I asked again, wouldn’t it be easier and more efficient to have these processes documented and accepted rather than force muscle memory? I even offered to document the process during our training sessions but was told that were a small company and no one will look at documentation if we create it (we’re a 2000 employee manufacturing company).
Oh well, I know how to work around obstinance and he’s pretty old.
That's crazy. Anyone who is against documentation should not have a job that requires literacy.
Think there's a balance.
I work at a company where they have a documented process for everything. The thing is once some thing is in a document, it's like some written in stone mandate that becomes unchangeable and inflexible. The stuff in the "oral tradition" remains flexible.
Every so often new blood comes along, sees how dysfunctional the documented processes are, and proposes to fix the processes. Now in principle, they are right, but those of us who have been through a few iterations dread the outcome. Invariably the changes they propose to replace stupid existing processes are instead just added to existing processes, because some folks recognize the improvement but no one wants the blame for a mistake caused by leaving the old process behind. So each time we end up with more redundant stupid work.
So while in principle, documented processes are right, sometimes the political reality is stupid.
Both of you are right.
You meed to document processes. The minute you put them to paper they will be out of date. No one will read them. It has always been so.

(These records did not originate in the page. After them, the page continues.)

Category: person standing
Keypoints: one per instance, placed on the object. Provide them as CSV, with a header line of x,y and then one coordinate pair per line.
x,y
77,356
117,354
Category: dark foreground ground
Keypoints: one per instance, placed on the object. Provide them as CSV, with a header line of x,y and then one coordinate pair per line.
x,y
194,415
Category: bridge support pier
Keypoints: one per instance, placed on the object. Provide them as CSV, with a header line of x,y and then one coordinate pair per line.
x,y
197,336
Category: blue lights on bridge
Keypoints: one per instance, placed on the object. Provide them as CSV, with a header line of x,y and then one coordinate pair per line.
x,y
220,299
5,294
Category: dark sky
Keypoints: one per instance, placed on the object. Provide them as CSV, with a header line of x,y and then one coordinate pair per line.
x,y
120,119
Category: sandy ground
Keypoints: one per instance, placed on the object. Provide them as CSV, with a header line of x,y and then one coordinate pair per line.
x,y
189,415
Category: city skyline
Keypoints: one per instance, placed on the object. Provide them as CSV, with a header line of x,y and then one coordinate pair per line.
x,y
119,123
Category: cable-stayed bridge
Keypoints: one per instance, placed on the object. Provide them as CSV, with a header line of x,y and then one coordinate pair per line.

But it does allow you to go, "Ah here's where the process went wrong, step 6 in the SOP. Why don't you use it as a guide for the next one?" It then isn't me vs them, it's me helping them understand the documented process collaboratively.
Yup. Documentation is a necessary, but imperfect medium.

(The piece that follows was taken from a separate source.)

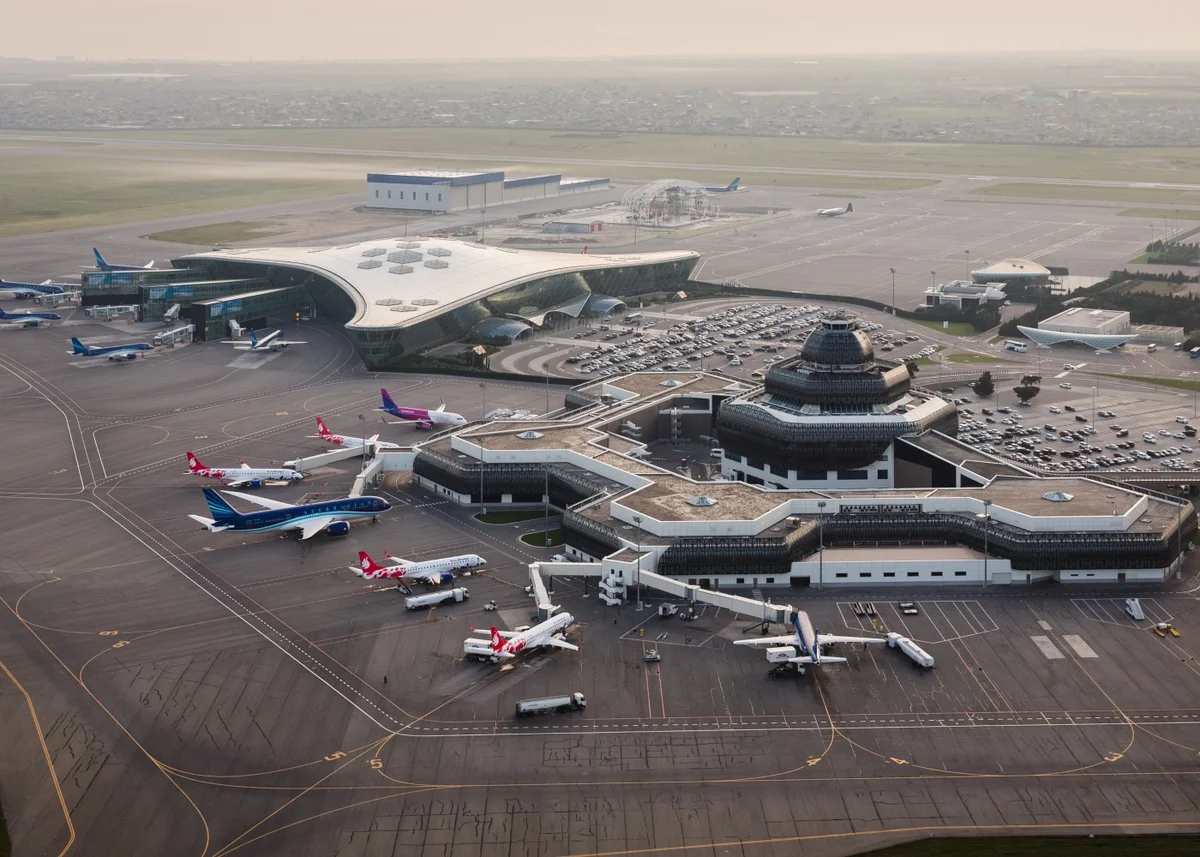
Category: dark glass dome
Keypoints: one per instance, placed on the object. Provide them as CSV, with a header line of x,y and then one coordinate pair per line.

I just started at a new company that really invests time in documenting their processes, but the are poorly made by people that don't understand the process itself and, in some cases, the process itself is poorly planned and has to be changed over and over again, to the point where the DTP looks nothing like what's actually done...
I was instructed to review the documentation you twin myself, but advised the process did not actually describe the process itself....
That’s precisely what I’m after, and what I’m proposing. I don’t care about the outputs, I care about the process that gets them to us.
Also why they need to be living documents, but if we have to reinvent the wheel every time we need a new one, it slows things down. I should mention, I’m on the IT side.
There are Process people and there are Get It Done people. Both are necessary. In their extremes, both are bad. When they work together they can do great things.
Depending on industry certs, documenting things will make life easier.